Note that the type inference engine is able to dive deep into the nested block structure to determine the result type of the expression - as in the second example, the type of 'a' is determined to be a String, since the result of each of the three case blocks is a String. As usual, type constraints flow in both directions:

// Explicitly declare 'a' as type String. The result
// values from each case block will get coerced into
// Strings.
let a:String = match x {
  as s:String { 1 }
  as w:Widget { 2.0 }
  else        { "else" }
}

There are lots of other subtleties here. For example, a case block might contain a return statement, or other non-local exit, in which case the variable never gets assigned:

let a = match x {
  as s:String { doSomething(); 1 } // The last expression in the block is the result.
  as w:Widget { return false }
  else        { throw IllegalArgumentError() }
}

I have unit tests for all of the above cases and dozens more edge cases. For example, what happens if the different branches return different types, and the result type is unconstrained? Well, the compiler tries to find a common type that all of the other types can be converted into. If there is no solution, or more than one possible solution, then the compiler complains.

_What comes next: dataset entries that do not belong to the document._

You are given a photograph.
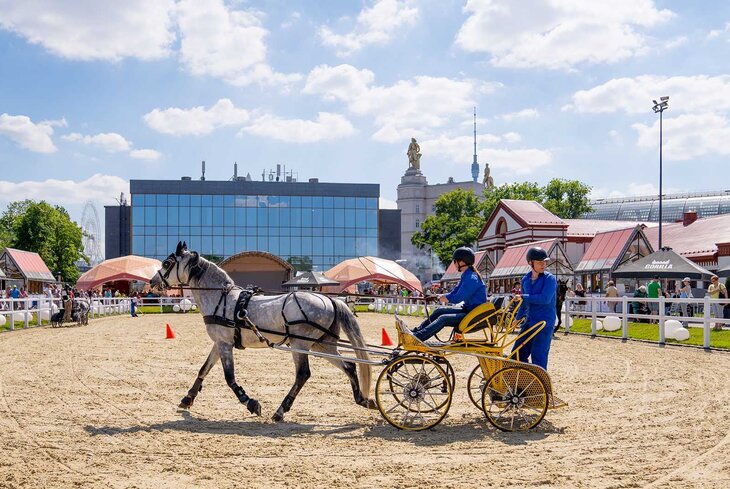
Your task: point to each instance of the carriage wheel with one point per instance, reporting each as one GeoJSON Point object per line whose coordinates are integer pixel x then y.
{"type": "Point", "coordinates": [475, 386]}
{"type": "Point", "coordinates": [514, 399]}
{"type": "Point", "coordinates": [413, 393]}
{"type": "Point", "coordinates": [394, 379]}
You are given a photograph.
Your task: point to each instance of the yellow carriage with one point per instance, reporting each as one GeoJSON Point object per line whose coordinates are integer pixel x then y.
{"type": "Point", "coordinates": [415, 389]}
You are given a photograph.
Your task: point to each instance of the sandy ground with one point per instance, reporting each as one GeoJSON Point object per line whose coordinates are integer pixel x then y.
{"type": "Point", "coordinates": [96, 406]}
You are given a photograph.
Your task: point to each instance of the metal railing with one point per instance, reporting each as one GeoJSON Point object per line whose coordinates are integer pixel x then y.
{"type": "Point", "coordinates": [706, 313]}
{"type": "Point", "coordinates": [37, 310]}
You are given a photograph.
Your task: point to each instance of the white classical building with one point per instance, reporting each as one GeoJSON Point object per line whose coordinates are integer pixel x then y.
{"type": "Point", "coordinates": [416, 199]}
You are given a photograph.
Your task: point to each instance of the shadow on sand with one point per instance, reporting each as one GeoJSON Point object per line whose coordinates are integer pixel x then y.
{"type": "Point", "coordinates": [469, 431]}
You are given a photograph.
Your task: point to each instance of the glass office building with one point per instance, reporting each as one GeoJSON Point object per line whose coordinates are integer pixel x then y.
{"type": "Point", "coordinates": [307, 223]}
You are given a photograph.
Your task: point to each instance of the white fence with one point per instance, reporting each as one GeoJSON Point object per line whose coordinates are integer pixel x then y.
{"type": "Point", "coordinates": [704, 313]}
{"type": "Point", "coordinates": [24, 312]}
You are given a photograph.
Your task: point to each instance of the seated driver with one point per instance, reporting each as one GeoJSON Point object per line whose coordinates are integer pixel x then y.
{"type": "Point", "coordinates": [470, 290]}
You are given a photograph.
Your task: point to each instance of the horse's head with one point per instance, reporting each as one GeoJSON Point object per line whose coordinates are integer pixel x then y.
{"type": "Point", "coordinates": [176, 269]}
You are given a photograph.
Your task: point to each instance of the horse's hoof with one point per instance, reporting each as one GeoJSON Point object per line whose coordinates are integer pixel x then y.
{"type": "Point", "coordinates": [254, 407]}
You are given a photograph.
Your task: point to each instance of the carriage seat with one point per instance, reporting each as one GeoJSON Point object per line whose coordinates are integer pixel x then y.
{"type": "Point", "coordinates": [481, 317]}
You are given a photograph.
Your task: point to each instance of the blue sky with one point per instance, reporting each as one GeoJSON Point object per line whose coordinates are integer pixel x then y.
{"type": "Point", "coordinates": [95, 93]}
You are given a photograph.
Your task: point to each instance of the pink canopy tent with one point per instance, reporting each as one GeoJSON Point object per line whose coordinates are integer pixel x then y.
{"type": "Point", "coordinates": [372, 269]}
{"type": "Point", "coordinates": [129, 267]}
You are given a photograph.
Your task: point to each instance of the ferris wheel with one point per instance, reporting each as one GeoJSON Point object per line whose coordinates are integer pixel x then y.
{"type": "Point", "coordinates": [91, 233]}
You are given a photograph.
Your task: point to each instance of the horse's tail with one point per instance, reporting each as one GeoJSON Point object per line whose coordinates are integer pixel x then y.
{"type": "Point", "coordinates": [352, 330]}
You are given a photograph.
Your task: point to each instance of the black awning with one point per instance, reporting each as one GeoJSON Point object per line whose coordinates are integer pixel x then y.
{"type": "Point", "coordinates": [664, 263]}
{"type": "Point", "coordinates": [310, 279]}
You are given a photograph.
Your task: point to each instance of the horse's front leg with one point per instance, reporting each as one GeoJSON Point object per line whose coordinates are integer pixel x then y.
{"type": "Point", "coordinates": [303, 373]}
{"type": "Point", "coordinates": [188, 400]}
{"type": "Point", "coordinates": [226, 352]}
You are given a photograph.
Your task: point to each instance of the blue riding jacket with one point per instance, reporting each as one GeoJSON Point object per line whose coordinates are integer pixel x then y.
{"type": "Point", "coordinates": [538, 300]}
{"type": "Point", "coordinates": [470, 290]}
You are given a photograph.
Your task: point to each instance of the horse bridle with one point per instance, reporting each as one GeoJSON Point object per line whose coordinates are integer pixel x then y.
{"type": "Point", "coordinates": [167, 266]}
{"type": "Point", "coordinates": [193, 265]}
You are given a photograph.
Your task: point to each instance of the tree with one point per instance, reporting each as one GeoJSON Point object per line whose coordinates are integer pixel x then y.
{"type": "Point", "coordinates": [50, 232]}
{"type": "Point", "coordinates": [515, 191]}
{"type": "Point", "coordinates": [459, 216]}
{"type": "Point", "coordinates": [301, 263]}
{"type": "Point", "coordinates": [567, 198]}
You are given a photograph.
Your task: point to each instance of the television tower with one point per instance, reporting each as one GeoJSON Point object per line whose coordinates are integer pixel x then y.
{"type": "Point", "coordinates": [475, 165]}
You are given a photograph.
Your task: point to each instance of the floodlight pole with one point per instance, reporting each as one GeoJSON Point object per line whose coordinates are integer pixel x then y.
{"type": "Point", "coordinates": [660, 107]}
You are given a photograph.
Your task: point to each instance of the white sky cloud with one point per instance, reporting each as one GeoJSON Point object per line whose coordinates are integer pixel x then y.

The way this was done was to introduce a new type - I call it the "PHI" type, inspired by LLVM's "PHI" nodes - that represents a set of possible types that could be assigned to a variable. I then added code to the type solver to deal with PHI types. The type solver attempts to fill in the unknown types in an expression tree by finding the best possible fit, given the constraints (where constraints are things like "expression A must be convertible into type B", or "type A will be the return type of one of these five overloaded methods", and so on.) In the case of PHI types, the ranking for the PHI type is equal to the worst ranking for any of its members types. In case you were wondering, the rankings are:

enum ConversionRank {
  Incompatible,      // let x:Exception = 1  No conversion possible
  Truncation,        // let x:ubyte = 256    Value will be truncated
  SignedUnsigned,    // let x:uint = -1      Signed / unsigned mismatch
  PrecisionLoss,     // let x:int = 1.2      Loss of decimal precision
  IntegerToBool,     // let x:bool = 256     Exact but costly
  NonPreferred,      // let x:int = 1.0      Requires transformation
  ExactConversion,   // let x:byte = int(1)  Lossless conversion
  IdenticalTypes,    // let x:int = int(1)   No conversion, same type
};

I have not yet made "try/catch" usable in an expression context, but doing so will be relatively easy now that I have the infrastructure in place. Note that none of the other statement types - for, while, break, continue, and so on - make sense as expressions, so try/catch is the only one left to do.

Monday, April 4, 2011

Tart status update

I'm continuing to spend most of my time working on updating the "Introduction to Tart" document. I'm about 2/3 done at this point.

I'm also trying to move some of the more complicated details into the language reference document. My writing style tends to have a lot of parenthetical remarks and "asides", and these can detract from readability, and I'm looking closely at these and seeing if they actually need to be there.

On the coding side, I've definitely determined the DWARF info being produced by LLVM is corrupted in some manner. I'm hoping to get some help on llvm-dev to figure out what is causing this.

I also added a "addAll(collection)" and "insertAll(collection)" methods to ArrayList.

The "undef" keyword can now be used to override a method in an interface. Attempting to call the undefined method will throw an UnsupportedOperationError. For example:

   interface List[%T] {
     def add(element:T);
   }

  class ImmutableList[%T] : List[T] {
     // Can't add to an immutable list
     undef add(element:T);
  }

Essentially what happens is that when the compiler generates the dispatch table for ImmutableList, the slot for 'add' is filled in with the address of "Object.__undefinedMethod()", which simply throws an exception.